Эта размытость сословных перегородок заставила наиболее внимательных критиков более осторожно употреблять понятие мещанство в применении к творчеству Зощенко, и уже в 30-е годы Ц. Вольпе писал о том, что Зощенко разоблачает особое качество сознания – тип мещанского сознания302.

К этому мещанскому сознанию читатель оказался придвинут вплотную – форма сказа, где характер ставился в условия полного самораскрытия, воспроизводила точку зрения героя на мир. Взятая на вооружение революционная фразеология свидетельствовала о готовности к мимикрии и о сложных отношениях с революционной идеологией: неразвитое сознание героя, чье мышление представляло собой причудливую комбинацию старых и новых взглядов, оказывало обратное давление на идею, преображая ее. Только с большим трудом можно узнать в бытовой вагонной сцене ("Гримаса нэпа") отсвет широкого общественного движения 20-х годов за выполнение норм "Кодекса труда". Наблюдая грубую эксплуатацию старухи, соседи-пассажиры видят: "нарушена норма в отношении старослужащего человека". "Это же форменная гримаса нэпа", – кричат они. Но когда оказывается, что осыпаемая оскорблениями старуха – "всего-навсего мамаша", ситуация меняется. Теперь обидчик становится обвинителем, ссылаясь все на тот же "Кодекс труда". Идея стала неузнаваема – "Кодекс труда" приспособлен для прикрытия хамства и откровенного цинизма: характерно, что, взятый вне официальных рамок, осевший в быт, он деформировался, и его первоначальный смысл утрачен.

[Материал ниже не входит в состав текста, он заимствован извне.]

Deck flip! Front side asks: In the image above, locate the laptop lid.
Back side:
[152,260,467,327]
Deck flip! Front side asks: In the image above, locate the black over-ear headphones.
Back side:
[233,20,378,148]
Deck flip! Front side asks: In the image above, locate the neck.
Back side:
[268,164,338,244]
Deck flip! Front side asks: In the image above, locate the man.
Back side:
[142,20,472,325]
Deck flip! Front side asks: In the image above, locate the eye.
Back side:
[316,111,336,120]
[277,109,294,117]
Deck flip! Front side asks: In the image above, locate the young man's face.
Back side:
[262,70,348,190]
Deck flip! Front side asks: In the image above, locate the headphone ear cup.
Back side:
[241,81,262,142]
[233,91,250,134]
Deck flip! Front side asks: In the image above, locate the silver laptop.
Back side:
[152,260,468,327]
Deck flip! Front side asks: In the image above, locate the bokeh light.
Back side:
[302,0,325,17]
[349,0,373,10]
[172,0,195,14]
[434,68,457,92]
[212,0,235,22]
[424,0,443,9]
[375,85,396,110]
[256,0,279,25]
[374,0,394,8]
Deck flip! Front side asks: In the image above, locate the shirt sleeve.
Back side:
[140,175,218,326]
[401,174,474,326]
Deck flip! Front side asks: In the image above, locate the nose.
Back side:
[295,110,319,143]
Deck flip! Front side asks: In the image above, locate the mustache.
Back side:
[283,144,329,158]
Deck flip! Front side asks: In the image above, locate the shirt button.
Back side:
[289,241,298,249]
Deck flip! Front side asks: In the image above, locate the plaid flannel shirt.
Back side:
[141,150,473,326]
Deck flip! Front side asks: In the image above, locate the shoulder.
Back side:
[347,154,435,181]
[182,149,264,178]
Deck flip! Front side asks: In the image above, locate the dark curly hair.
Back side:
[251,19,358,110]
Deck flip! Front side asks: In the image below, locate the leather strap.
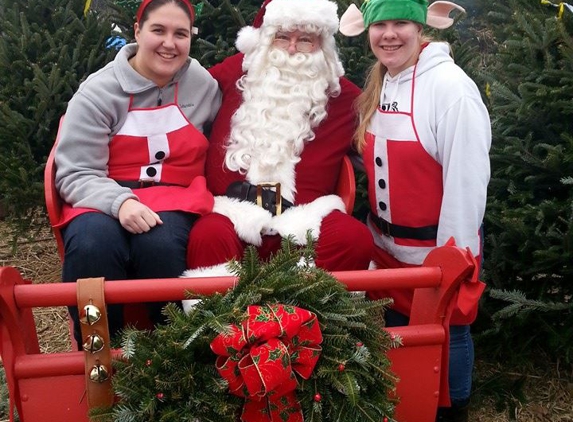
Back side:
[368,213,438,240]
[77,277,114,409]
[225,181,294,215]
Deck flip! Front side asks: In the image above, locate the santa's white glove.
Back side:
[267,195,346,245]
[213,196,273,246]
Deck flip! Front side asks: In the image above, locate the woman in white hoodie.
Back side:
[341,0,491,421]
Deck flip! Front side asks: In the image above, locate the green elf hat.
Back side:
[360,0,428,28]
[340,0,465,37]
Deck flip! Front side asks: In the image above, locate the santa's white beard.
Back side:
[225,48,331,202]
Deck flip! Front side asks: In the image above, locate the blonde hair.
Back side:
[354,35,432,153]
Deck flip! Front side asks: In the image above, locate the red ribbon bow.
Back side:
[211,304,322,422]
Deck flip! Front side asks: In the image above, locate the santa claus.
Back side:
[186,0,373,286]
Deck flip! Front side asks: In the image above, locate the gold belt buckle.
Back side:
[257,182,283,215]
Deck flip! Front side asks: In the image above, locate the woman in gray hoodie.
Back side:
[55,0,221,346]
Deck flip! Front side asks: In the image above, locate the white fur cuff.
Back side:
[271,195,346,245]
[213,196,273,246]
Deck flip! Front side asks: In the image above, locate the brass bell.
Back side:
[90,363,109,383]
[83,334,105,353]
[80,305,101,325]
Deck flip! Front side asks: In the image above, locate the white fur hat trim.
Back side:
[263,0,338,35]
[235,26,261,54]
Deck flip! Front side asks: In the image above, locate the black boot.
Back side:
[436,404,470,422]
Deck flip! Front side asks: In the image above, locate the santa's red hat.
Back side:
[236,0,339,53]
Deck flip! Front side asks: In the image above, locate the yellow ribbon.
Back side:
[84,0,92,16]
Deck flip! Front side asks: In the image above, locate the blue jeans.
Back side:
[385,309,474,406]
[62,211,197,348]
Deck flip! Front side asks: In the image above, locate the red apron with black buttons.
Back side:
[60,83,214,226]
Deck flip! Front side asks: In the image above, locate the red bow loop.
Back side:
[211,304,322,422]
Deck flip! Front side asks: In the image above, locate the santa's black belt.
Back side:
[368,213,438,240]
[225,181,293,215]
[116,180,179,189]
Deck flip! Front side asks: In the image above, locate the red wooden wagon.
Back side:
[0,116,475,422]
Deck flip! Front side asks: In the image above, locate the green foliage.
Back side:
[0,0,113,234]
[474,1,573,363]
[92,240,394,422]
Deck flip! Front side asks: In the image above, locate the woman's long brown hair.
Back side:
[354,34,432,153]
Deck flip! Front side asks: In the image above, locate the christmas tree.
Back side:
[0,0,114,236]
[93,239,394,422]
[478,1,573,362]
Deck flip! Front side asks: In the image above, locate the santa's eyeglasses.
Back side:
[273,32,316,53]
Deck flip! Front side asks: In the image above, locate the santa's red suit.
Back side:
[183,54,373,271]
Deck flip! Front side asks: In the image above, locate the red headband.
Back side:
[135,0,196,25]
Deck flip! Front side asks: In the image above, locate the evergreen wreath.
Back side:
[91,239,396,422]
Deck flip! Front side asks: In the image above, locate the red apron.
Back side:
[58,83,214,227]
[364,61,479,325]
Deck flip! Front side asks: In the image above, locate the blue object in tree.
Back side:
[105,35,127,50]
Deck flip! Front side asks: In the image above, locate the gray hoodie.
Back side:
[55,44,221,217]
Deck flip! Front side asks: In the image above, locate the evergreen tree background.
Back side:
[474,0,573,364]
[0,0,114,237]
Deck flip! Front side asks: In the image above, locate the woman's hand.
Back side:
[118,199,163,234]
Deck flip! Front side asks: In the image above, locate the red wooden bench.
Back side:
[0,118,475,422]
[0,246,474,422]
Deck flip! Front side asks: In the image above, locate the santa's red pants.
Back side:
[187,211,374,271]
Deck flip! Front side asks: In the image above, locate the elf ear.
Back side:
[339,3,366,37]
[426,1,466,29]
[235,26,261,54]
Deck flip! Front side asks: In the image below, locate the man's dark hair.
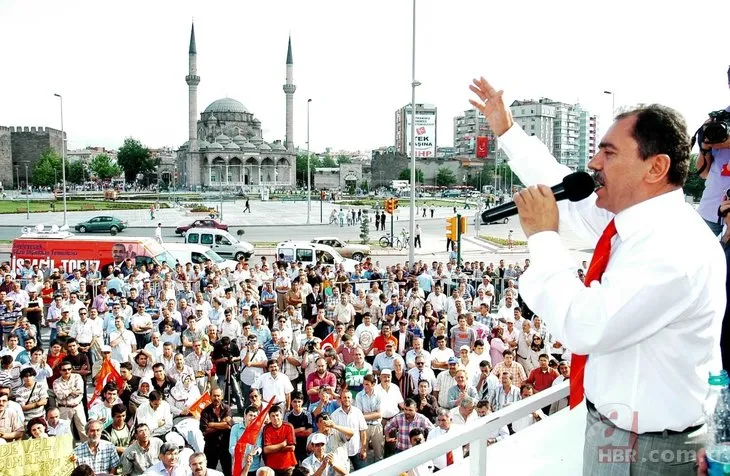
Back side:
[616,104,690,187]
[112,403,127,416]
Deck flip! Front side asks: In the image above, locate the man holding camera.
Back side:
[697,68,730,235]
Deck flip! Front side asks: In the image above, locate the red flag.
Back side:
[233,398,274,476]
[320,331,335,350]
[477,136,489,159]
[89,360,124,408]
[190,392,211,418]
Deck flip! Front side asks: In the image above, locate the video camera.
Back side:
[697,109,730,145]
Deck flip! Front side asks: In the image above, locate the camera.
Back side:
[698,109,730,145]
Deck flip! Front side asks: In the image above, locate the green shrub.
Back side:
[479,235,527,246]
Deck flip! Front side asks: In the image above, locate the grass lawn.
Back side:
[479,235,527,247]
[0,200,167,214]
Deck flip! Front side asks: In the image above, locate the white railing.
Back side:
[352,382,570,476]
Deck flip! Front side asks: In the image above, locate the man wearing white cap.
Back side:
[302,434,349,476]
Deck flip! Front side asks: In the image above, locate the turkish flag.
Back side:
[320,332,335,350]
[477,136,489,159]
[89,360,124,408]
[189,392,212,418]
[233,398,274,476]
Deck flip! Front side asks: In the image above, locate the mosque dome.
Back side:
[203,98,248,113]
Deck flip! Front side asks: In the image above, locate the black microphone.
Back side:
[482,172,596,224]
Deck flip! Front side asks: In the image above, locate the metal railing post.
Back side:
[469,439,487,476]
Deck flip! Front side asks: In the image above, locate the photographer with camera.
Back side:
[697,68,730,235]
[241,334,268,404]
[210,337,244,414]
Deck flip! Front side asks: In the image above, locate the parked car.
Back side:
[163,243,238,271]
[184,228,254,261]
[276,241,359,273]
[175,218,228,235]
[74,216,128,234]
[312,237,370,261]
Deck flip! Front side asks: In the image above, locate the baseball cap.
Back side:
[160,440,178,455]
[312,433,327,445]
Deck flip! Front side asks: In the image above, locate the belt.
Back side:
[586,398,704,437]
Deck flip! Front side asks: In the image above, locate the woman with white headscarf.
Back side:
[129,377,152,410]
[167,374,205,452]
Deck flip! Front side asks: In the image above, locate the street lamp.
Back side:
[53,93,68,230]
[406,0,421,266]
[218,164,223,222]
[23,162,30,220]
[307,99,312,225]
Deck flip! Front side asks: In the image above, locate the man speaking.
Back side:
[470,78,725,475]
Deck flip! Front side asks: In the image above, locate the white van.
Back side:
[276,241,359,273]
[185,228,253,261]
[163,243,238,271]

Способ мышления зощенковского героя стал способом его саморазоблачения. Языковый комизм нес с собой не только стихию смеха – он отражал возникший кентавр сознания: это "издевательство над несвободной личностью" – кричат пассажиры. Фразеология нового времени становится в их устах орудием наступления, она придает им силу, за счет ее они самоутверждаются – морально и материально ("Я всегда симпатизировал центральным убеждениям, – говорит герой рассказа "Прелести культуры". – Даже вот когда в эпоху военного коммунизма нэп вводили, я не протестовал. Нэп так нэп. Вам видней"). Это самодовольное чувство причастности к со[120]бытиям века и становится источником их воинственного отношения к другим людям. "Мало ли делов на свете у среднего человека!" – восклицает герой рассказа "Чудный отдых". Горделивое отношение к "делу" – от времени, от эпохи; но его реальное содержание соответствует масштабу мыслей и чувств "среднего человека":

"Сами понимаете: то маленько выпьешь, то гости припрутся, то ножку к дивану приклеить надо... Жена тоже вот иной раз начнет претензии выражать".

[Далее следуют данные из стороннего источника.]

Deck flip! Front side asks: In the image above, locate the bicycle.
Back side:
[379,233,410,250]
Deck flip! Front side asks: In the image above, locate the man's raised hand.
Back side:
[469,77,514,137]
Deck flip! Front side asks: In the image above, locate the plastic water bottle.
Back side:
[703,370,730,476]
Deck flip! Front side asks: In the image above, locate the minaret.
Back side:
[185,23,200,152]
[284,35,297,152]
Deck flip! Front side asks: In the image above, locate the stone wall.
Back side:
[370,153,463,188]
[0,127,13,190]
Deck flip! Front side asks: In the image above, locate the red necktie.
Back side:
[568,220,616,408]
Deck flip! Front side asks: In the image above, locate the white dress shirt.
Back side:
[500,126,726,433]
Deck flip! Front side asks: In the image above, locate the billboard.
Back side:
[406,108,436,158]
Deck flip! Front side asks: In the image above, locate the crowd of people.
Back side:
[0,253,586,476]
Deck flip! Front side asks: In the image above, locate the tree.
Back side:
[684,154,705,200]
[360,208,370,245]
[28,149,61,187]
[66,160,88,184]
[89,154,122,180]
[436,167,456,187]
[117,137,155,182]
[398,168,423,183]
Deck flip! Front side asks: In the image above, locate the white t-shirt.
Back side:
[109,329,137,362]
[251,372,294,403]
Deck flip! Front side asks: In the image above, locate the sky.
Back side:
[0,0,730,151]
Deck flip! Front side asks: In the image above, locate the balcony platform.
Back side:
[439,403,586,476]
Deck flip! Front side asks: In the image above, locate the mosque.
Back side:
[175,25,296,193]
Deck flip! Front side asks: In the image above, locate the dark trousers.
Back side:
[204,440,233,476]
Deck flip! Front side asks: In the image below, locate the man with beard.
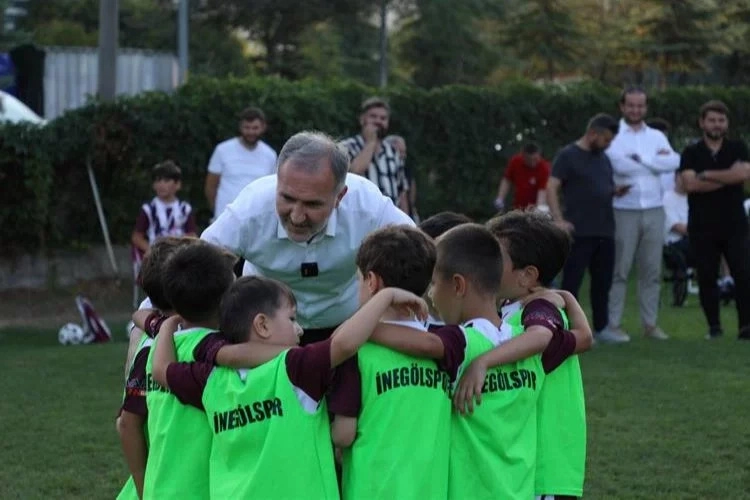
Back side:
[204,108,276,219]
[201,132,414,344]
[547,114,628,341]
[341,97,409,213]
[607,87,680,342]
[679,101,750,340]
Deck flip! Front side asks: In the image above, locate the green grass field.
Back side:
[0,284,750,499]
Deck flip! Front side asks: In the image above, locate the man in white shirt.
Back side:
[201,132,414,344]
[607,87,680,340]
[204,108,276,219]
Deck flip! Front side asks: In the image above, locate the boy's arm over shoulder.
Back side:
[433,325,466,380]
[167,361,214,410]
[120,347,149,417]
[286,339,333,403]
[327,354,362,417]
[193,332,229,365]
[521,299,576,373]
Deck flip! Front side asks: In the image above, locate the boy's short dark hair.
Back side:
[138,236,200,312]
[586,113,620,135]
[359,97,391,113]
[240,106,266,123]
[219,276,297,344]
[151,160,182,182]
[701,99,729,120]
[521,142,539,155]
[419,212,474,238]
[435,223,503,295]
[487,210,571,286]
[356,225,436,296]
[164,240,236,323]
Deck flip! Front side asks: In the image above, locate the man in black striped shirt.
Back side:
[341,97,409,213]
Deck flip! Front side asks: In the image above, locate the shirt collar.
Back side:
[276,208,339,241]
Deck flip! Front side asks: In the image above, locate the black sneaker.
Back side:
[706,326,724,340]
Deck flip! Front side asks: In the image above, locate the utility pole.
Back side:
[177,0,190,83]
[98,0,119,101]
[380,0,388,87]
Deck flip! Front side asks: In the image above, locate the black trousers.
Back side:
[299,325,338,345]
[690,224,750,330]
[562,236,615,332]
[665,236,695,279]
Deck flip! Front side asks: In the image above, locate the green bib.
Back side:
[202,351,339,500]
[508,300,586,497]
[448,319,544,500]
[143,328,212,500]
[342,322,451,500]
[117,333,154,500]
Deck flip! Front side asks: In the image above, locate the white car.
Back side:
[0,90,47,125]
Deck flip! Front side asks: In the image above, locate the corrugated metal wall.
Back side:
[44,47,179,120]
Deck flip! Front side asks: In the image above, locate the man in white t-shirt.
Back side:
[201,132,414,344]
[205,108,276,219]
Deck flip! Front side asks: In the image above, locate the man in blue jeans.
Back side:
[547,114,629,342]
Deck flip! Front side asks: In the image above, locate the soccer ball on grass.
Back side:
[57,323,85,345]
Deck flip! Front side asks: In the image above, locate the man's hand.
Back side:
[731,161,750,180]
[615,184,633,198]
[453,357,487,414]
[555,220,575,233]
[362,123,378,142]
[521,287,565,309]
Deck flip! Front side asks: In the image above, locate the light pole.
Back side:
[380,0,388,87]
[177,0,190,83]
[98,0,119,101]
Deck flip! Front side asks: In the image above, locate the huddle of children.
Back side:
[118,208,591,500]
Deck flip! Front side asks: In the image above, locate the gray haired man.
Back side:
[201,132,414,344]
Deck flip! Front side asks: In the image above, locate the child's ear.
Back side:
[520,266,539,288]
[253,313,271,339]
[365,271,384,295]
[453,274,467,297]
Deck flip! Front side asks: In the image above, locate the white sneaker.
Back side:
[643,326,669,340]
[595,327,630,344]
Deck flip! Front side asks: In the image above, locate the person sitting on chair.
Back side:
[663,171,692,306]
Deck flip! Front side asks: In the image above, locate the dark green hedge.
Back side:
[0,79,750,253]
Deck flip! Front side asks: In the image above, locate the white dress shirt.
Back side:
[606,120,680,210]
[201,174,414,329]
[664,190,688,245]
[208,141,276,217]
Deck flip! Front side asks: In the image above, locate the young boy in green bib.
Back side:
[454,211,592,499]
[154,277,427,499]
[328,226,451,500]
[143,242,234,499]
[117,236,209,500]
[373,224,575,500]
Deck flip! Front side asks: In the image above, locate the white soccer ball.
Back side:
[57,323,85,345]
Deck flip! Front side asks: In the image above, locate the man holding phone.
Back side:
[606,87,680,341]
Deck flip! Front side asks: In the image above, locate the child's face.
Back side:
[268,301,302,345]
[427,270,461,325]
[154,178,182,200]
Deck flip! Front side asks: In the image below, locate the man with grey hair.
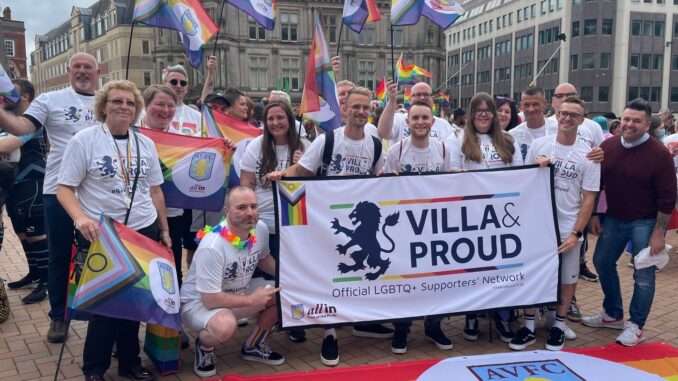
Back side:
[0,52,101,343]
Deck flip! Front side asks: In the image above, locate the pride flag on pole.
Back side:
[396,53,431,85]
[301,16,341,132]
[391,0,464,29]
[226,0,276,30]
[341,0,381,33]
[133,0,219,68]
[138,128,232,211]
[71,215,182,330]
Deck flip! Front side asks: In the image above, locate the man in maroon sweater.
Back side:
[582,99,676,346]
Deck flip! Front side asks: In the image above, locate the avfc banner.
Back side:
[275,166,559,328]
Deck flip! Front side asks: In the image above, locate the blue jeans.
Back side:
[593,215,656,328]
[43,194,75,320]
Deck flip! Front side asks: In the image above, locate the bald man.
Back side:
[0,53,101,343]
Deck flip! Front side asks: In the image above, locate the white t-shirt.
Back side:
[450,134,523,170]
[181,221,269,303]
[525,135,600,239]
[24,87,99,193]
[391,112,453,144]
[240,135,310,234]
[299,127,384,176]
[384,136,450,173]
[59,124,163,230]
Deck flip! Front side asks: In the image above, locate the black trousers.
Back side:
[81,221,160,375]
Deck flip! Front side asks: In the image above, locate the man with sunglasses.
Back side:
[0,52,101,343]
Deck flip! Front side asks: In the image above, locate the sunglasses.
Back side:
[170,79,188,87]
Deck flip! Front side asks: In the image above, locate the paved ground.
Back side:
[0,211,678,381]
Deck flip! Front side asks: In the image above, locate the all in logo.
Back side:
[467,359,585,381]
[332,201,400,280]
[188,152,217,181]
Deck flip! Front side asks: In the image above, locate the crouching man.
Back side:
[181,186,285,377]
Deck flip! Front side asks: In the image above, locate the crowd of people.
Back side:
[0,53,678,381]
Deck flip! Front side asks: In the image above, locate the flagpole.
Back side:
[212,1,226,57]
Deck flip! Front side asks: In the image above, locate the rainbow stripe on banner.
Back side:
[278,181,308,226]
[70,215,181,330]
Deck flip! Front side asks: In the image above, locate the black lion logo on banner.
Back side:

Форма зощенковского сказа была той же маской, что крошечные усики и тросточка в руках чаплинского героя. Но случайно ли, что при неоспоримом сходстве приемов комизма у двух художников нашего времени, поглощенных судьбой "маленького человека", – Чаплина и Зощенко – так разительно несхожи созданные им типы?

Зощенко удалось расщепить пассивную устойчивость нравственного комплекса бывшего "маленького человека" и раскрыть отрицательные потенции его сознания. Жалость и сострадание, которые сопутствовали когда-то открытию темы "маленького человека" Гоголем и которые так близки оказались таланту Чаплина, пройдя через сложное чувство симпатии и отвращения у Достоевского, поразившегося, как много есть в униженных и оскорбленных страшного, превратились в творчестве пережившего революцию Зощенко в обостренную чуткость к мнимой инертности героя, который теперь уже ни за что не согласился бы называться маленьким человеком: в самоопределение "средний человек" он втайне вкладывает горделивый смысл.

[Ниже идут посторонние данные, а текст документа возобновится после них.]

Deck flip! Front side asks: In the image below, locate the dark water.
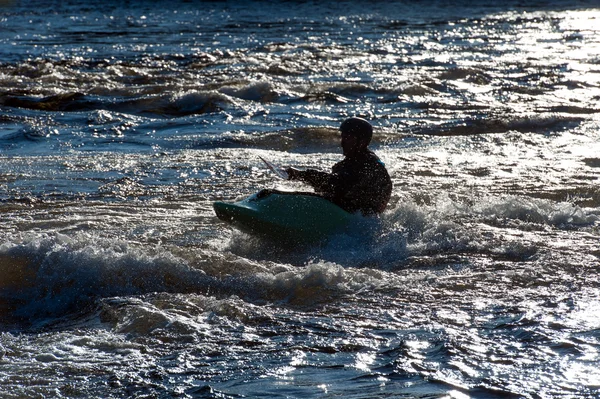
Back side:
[0,0,600,399]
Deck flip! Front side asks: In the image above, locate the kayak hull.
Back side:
[213,191,353,243]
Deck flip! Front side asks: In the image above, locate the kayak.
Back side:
[213,190,354,243]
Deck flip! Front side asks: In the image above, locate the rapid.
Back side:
[0,0,600,399]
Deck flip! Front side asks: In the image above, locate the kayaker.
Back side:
[286,117,392,215]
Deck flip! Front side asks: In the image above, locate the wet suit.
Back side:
[292,149,392,215]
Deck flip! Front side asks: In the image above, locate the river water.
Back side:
[0,0,600,399]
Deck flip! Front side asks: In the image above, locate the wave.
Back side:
[0,233,400,329]
[415,113,584,136]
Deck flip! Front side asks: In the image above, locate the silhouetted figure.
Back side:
[286,117,392,215]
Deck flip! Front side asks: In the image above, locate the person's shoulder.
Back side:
[365,150,385,168]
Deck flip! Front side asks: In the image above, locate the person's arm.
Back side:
[286,168,336,194]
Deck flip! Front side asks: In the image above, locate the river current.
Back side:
[0,0,600,399]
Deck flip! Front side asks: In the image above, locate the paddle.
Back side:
[259,156,290,180]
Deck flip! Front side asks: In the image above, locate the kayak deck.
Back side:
[213,190,353,243]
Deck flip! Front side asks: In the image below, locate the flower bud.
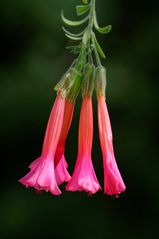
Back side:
[67,71,82,102]
[54,67,81,98]
[81,63,95,98]
[95,66,107,97]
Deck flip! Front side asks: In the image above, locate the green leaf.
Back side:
[61,11,89,27]
[76,5,89,16]
[94,11,112,34]
[83,0,88,4]
[62,27,84,37]
[93,34,106,59]
[65,34,82,41]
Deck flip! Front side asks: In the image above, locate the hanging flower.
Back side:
[96,67,125,195]
[66,65,100,194]
[19,93,65,195]
[19,0,125,198]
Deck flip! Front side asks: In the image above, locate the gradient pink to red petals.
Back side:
[19,94,65,195]
[98,96,126,195]
[66,96,101,194]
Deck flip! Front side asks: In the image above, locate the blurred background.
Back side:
[0,0,159,239]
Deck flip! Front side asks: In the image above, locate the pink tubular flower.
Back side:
[97,66,126,195]
[19,94,66,195]
[54,99,74,185]
[66,96,100,194]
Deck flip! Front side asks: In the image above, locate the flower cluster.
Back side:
[19,0,125,195]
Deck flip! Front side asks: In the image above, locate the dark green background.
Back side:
[0,0,159,239]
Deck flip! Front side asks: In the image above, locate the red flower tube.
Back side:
[96,67,126,195]
[19,94,65,195]
[66,65,100,194]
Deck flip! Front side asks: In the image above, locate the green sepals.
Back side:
[62,27,84,37]
[54,67,80,98]
[66,44,81,54]
[65,34,82,41]
[61,11,89,27]
[81,63,95,98]
[76,5,90,16]
[93,34,106,59]
[67,72,82,102]
[83,0,88,4]
[95,66,107,97]
[94,13,112,34]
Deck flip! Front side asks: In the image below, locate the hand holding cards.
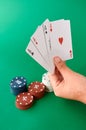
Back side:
[26,19,73,73]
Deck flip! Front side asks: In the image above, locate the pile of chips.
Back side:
[10,73,53,110]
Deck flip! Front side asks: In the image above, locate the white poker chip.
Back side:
[42,72,53,92]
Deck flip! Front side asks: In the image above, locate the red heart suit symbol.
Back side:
[58,37,63,45]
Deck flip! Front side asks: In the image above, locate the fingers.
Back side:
[53,56,68,77]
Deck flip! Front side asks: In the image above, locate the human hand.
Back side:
[49,57,86,103]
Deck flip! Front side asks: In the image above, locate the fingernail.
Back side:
[54,57,61,64]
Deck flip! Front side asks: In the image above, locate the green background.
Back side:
[0,0,86,130]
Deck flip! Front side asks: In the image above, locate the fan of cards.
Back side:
[26,19,73,73]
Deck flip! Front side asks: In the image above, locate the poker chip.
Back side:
[15,92,34,110]
[10,76,27,95]
[28,81,45,99]
[42,72,53,92]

Так сатира Зощенко образовала особый, "отрицательный мир" – с тем, как считал писатель, чтобы он был "осмеян и оттолкнул бы от себя"303.

Обращение к творчеству Михаила Зощенко позволяет выверить одно из важнейших положений эстетики Воронского: "Настоящий поэт, настоящий художник тот, кто видит идеи... Художник видит идеи, но он не все видит; он должен опускать, не замечать, что не имеет познавательной ценности, все случайное, неинтересное, известное... Подлинный художник в этой привычной пестроте, или в головокружительном вихре жизни [121] своим художественным оком, своим слухом, своим "нутром" схватывает то, мимо чего мы проходим и что не запечатлевается нами, что неприметно еще. Из мелочей, из малого он синтетически создает крупное, большое, он увеличивает предметы и людей в своем художественном микроскопе, проходя мимо знаемого, познанного. Жизнь он возводит в "перл создания"... Так создается в воображении жизнь конденсированная, очищенная, просеянная, – жизнь лучшая, чем она есть, и более похожая на правду, чем реальнейшая реальность"304. И еще: "Искусство есть способ познания жизни с помощью образов"305.

Эта идея стала краеугольной в работе Воронского – критика.

VII. "ТАЙНОЕ ТАЙНЫХ" В ЧЕЛОВЕКЕ И РЕВОЛЮЦИИ

1

Воронский исходил из мысли В. И. Ленина о революции как о противоречивом переходном этапе в развитии общества. Сложность эпохи перехода, считал Воронский, побуждает к тому, чтобы трезво, с полной дальновидностью и ясностью уметь определить удельный вес сознательного и бессознательного в общественной жизни прошлого, настоящего и будущего.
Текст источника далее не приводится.